One problem with introducing cloudfront has been the cache behavior. My deploy process uses an npm module I wrote  to sync only the files that have changed. I don't go with the default next.js behavior of generating a new directory for javascript files on every build because then every deploy would have to sync every file to s3. I like my deploys to be fast - real fast. The ideal time to deploy is a few seconds at most. I like to do it live as they say.

But with cloudfront in front of s3, if I make changes to a file like /blog/index.html and sync it up to s3, cloudfront is still going to serve the cached version of the file and clients won't see the new version. I decided that my strategy for handling this would be to invalidate the cloudfront cache for the changed files on deploy. AWS says creating invalidations is not as "cost-effective" as using cache-busting urls, but I don't really want to use cache-busting urls and, unless they're charging me a bunch for each invalidation, I can't see the cost difference being noticeable.

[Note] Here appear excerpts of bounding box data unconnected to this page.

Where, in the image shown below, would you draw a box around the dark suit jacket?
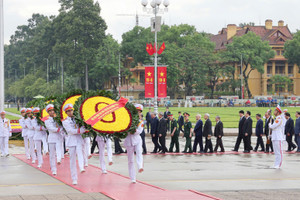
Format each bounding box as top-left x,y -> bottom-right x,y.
255,119 -> 264,136
239,116 -> 246,135
243,117 -> 253,135
146,112 -> 152,122
214,121 -> 224,137
178,115 -> 184,128
264,117 -> 274,136
295,117 -> 300,135
284,118 -> 295,135
194,119 -> 203,137
203,119 -> 212,137
151,117 -> 159,136
157,118 -> 167,136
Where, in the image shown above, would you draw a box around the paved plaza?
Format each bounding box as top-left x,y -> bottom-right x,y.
0,136 -> 300,200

I changed my s3-syncing library to return a list of files that were uploaded and deleted so that I could pipe that into cloudfront to invalidate those paths. I put the cloudfront invalidation in a simple script in my website repo:

const AWS = require('aws-sdk');

const canonicalPath = path => path.startsWith('/') ? path : '/' + path;

module.exports = config => {
const distributionId = config.distributionId;
const region = config.region;
const paths = config.paths.map(canonicalPath);
if (paths.length) {
new AWS.CloudFront({ region }).createInvalidation({
DistributionId: distributionId,
InvalidationBatch: {
CallerReference: Date.now().toString(),
Paths: {
Quantity: paths.length,
Items: paths,
}, (err, data) => {
if (err) {
console.log(err, err.stack); // an error occurred
} else {
data.InvalidationBatch.Paths.Items.forEach(path => {
console.log("Triggered cache invalidation for " + path);

Now when I deploy I get helpful output on the uploaded and cache-invalidated files:

Uploaded: private/index.html
Uploaded: _next/static/build-2/pages/_error.js
Uploaded: _next/static/build-2/pages/_app.js
Uploaded: _next/static/build-2/pages/index.js
Uploaded: _next/static/build-2/pages/private.js
Uploaded: _next/static/build-2/pages/the-four-color-theorem.js
Uploaded: _next/static/build-2/pages/blog/ila-react-component-communication.js
Triggered cache invalidation for /_next/static/build-2/pages/private.js
Triggered cache invalidation for /_next/static/build-2/pages/blog/ila-react-component-communication.js
Triggered cache invalidation for /_next/static/build-2/pages/index.js
Triggered cache invalidation for /_next/static/build-2/pages/_app.js
Triggered cache invalidation for /private/
Triggered cache invalidation for /_next/static/build-2/pages/_error.js
Triggered cache invalidation for /_next/static/build-2/pages/the-four-color-theorem.js
Triggered cache invalidation for /private/index.html

And that's it! That's all I have for this week. Thanks for reading.